Towards the end of the week we experienced an actual beautiful weather day! Granted, a massive tropical storm was providing cloud cover for the entire state, but hey! it was nice and cool! So we jumped on our chance and headed outdoors for a picnic. But first, the boys had to get incredibly dirty. They caked on the mud, made leaf crowns, painted each other’s faces, adventured in other realms and had a marvelous morning. They settled onto their blanket as I read aloud from a stack of books I brought outside with us. They watched the clouds for a bit as I read and eventually, they each closed their eyes and just listened to the story. They looked so peaceful all cuddled up together. This only lasted a few minutes before someone threw a punch or tooted or threw grass in someone’s face and the equilibrium was lost. But still, those fleeting moments of silence and peace were magnificent.

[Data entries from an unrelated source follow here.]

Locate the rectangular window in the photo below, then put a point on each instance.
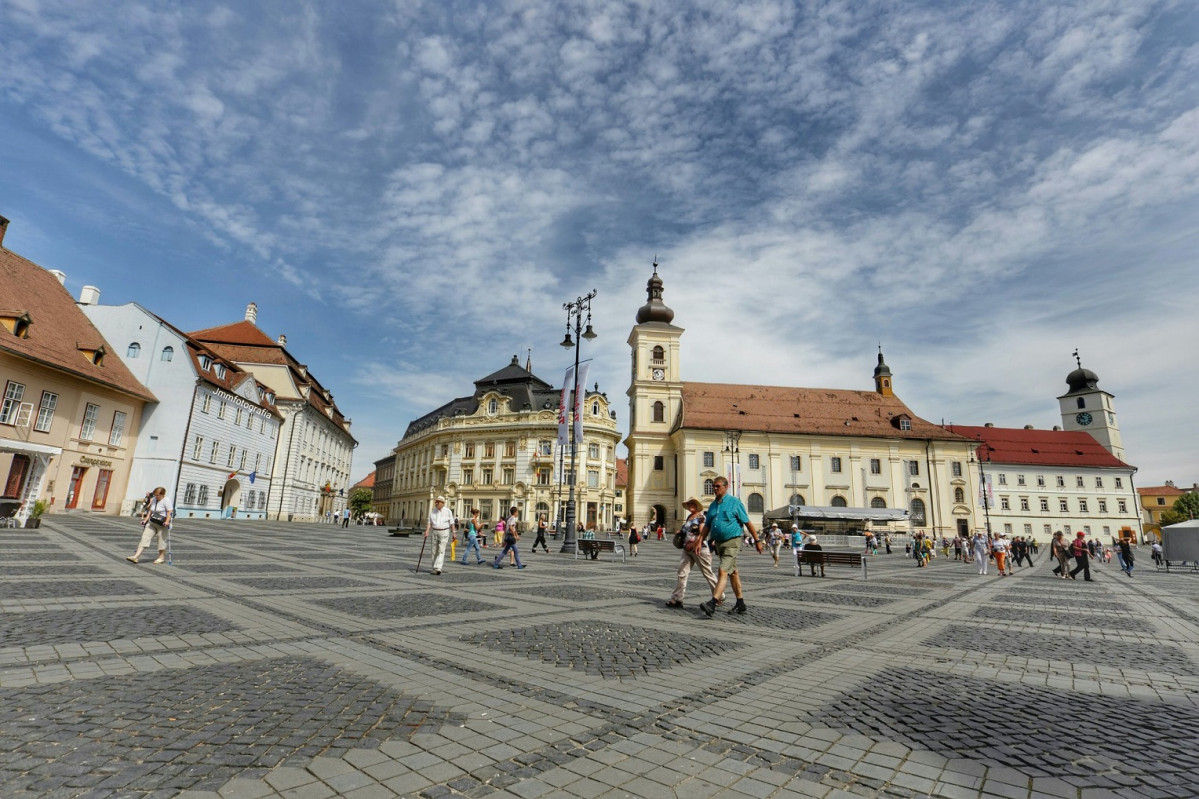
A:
(46, 412)
(118, 432)
(13, 392)
(89, 421)
(103, 479)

Lastly, we marked the anniversary of our faithful friend’s passing on September 6th. Our beloved pup, Frankie, who was with us for 8 years. It was a hard day for everyone. I am thankful that the boys have had time to grieve his death and I recognize that they are still sad and grieving. Its the biggest loss they have encountered so far and it was a heavy day in the midst of our study. I am glad that we could honor that day the way these boys needed to. Reindeers, Dutch cookies, Norwegian myths, poetry tea time and a walk to our friend’s grave with a fistful of purple flowers.
Norway was beautiful and its one of those studies I will treasure in my heart because of all we experienced as lived out our week.
We’ll meet again in Paris!
2 thoughts on “MFW ECC Norway”
Oh my word…How have I never come across your blog before? What lovely pictures and memories! A friend recently told me about it when I asked her what her favorite blogs were, and I’m so glad she did. Your ECC posts are bringing back so many sweet memories. My son would say this was his absolute favorite year. We have many of those lovely books in this post. That part of the world is dear to me (we almost moved there.) No one can ever tell me that it’s cold in the U.S. after visiting Finland in February. Brrr…
Wow, your house and decor are GORGEOUS… just GORGEOUS!!! Oh man…. The wall of nature posters is so lovely. I have similar ones but never thought to do like that.